The conference was held from 22 to 27 July 2012 in Washington DC under the theme “Turning the Tide Together”, which was supported by workers based on the need to achieve:
– Zero employment-related discrimination on grounds of real or perceived HIV status;
– Zero new infections - through addressing socio-economic determinants of vulnerability to HIV infection, including those directly related to the world of work;
– Zero AIDS-related deaths – through addressing social injustice in access to treatment and through extending social protection, as a means to support individual and collective human development and productivity.
Close to 90% of 34 million people living today with HIV are workers, engaged in economically productive activity that sustains them and, by extension, their families and communities. For many, a positive HIV test result produces devastating consequences such as being stigmatized, rejected for hiring opportunities or even dismissed by employers.
The continued high cost of treatment and care is too high a hurdle for those who live on the precarious line between poverty and the middle class. Workers, communities and companies all lose when a worker becomes ill or is lost to AIDS. According to the unions, this is why any comprehensive strategy to address HIV/AIDS must include workplace-level interventions aimed at educating workers about HIV/AIDS and supporting those living and working with the virus.
We Can End AIDS
The issue of future funding of human rights and development worldwide remains a concern. In the mid-week through the Conference, trade unions joined a field of activists and supporters – among them many living with AIDS/HIV – to demand a Robin Hood tax to help end AIDS. Attendance reflected the concern worldwide as marchers hit the streets sounding: “We Can End AIDS”
The Conference reviewed the state of the AIDS debate and the need for continued trade union engagement.

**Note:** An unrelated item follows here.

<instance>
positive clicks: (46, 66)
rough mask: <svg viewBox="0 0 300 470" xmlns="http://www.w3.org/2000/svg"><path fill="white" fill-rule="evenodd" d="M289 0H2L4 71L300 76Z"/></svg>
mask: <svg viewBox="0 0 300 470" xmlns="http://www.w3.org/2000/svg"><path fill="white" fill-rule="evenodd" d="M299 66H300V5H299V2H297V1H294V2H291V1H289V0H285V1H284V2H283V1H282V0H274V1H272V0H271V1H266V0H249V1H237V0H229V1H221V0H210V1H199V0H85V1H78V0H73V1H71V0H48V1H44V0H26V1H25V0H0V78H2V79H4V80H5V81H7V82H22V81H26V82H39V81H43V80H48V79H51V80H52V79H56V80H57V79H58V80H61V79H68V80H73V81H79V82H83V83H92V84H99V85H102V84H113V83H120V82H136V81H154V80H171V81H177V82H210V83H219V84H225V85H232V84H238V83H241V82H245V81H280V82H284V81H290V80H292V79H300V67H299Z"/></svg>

Additionally, as advances in medical treatments result in healthier workers with increased life spans, unions are working to ensure that they are free of discrimination and stigmatization, issues included in the social protection platform recommended by the ILO.
While development challenges are interdependent, international approaches to such problems are often dealt with in isolation with limited results. World leaders, including the World Bank Group president Jim Yong Kim, pledged to fight AIDS internationally to eradicate absolute poverty and address the other Millennium Development Goals. This is why participants and partner organisations may soon review how to join forces addressing these and other development challenges.
Unions’ role in combating HIV/AIDS
In conjunction with the Conference, the ITUC and the AFL-CIO hosted a one-day forum on July 21 on unions’ role in combating HIV/AIDS, with a particular focus on improving social protection and raising awareness among youth and young workers.
The forum highlighted examples of worker-driven HIV/AIDS programs from around the world, including Brazil, Nigeria, and South Africa. It also provided a platform for participants to interact with senior speakers from ILOAIDS, UNAIDS, World Bank and the U.S. President’s Emergency Plan for AIDS Relief (PEPFAR).
AIDS 2012 was attended by unions from Sweden (LO-TCO), Brazil (Central Unica dos Trabalhadores), Ghana (Trade Union Congress Ghana), Nigeria (Nigeria Labour Congress and NUPENG), UK (Trade Union Congress), Canada (Canadian Labour Congress and Canadian Union of Public Employees), Kenya (Central Organization of Unions), Tanzania (Trade Union Congress of Tanzania), South Africa (Southern African Clothing and Textile Workers’ Union), as well as Union Aid Abroad APHEDA (Australia), International Transport Workers Federation, Industriall, Public Services International and the International Trade Union Confederation.
Participants highlighted the critical importance of developing future union interventions and asserting the key role of workplace strategies at the International AIDS Conferences. These events bring together international experts, policymakers, health workers, and those living with HIV to assess what needs to be done to continue the global fight against HIV/AIDS.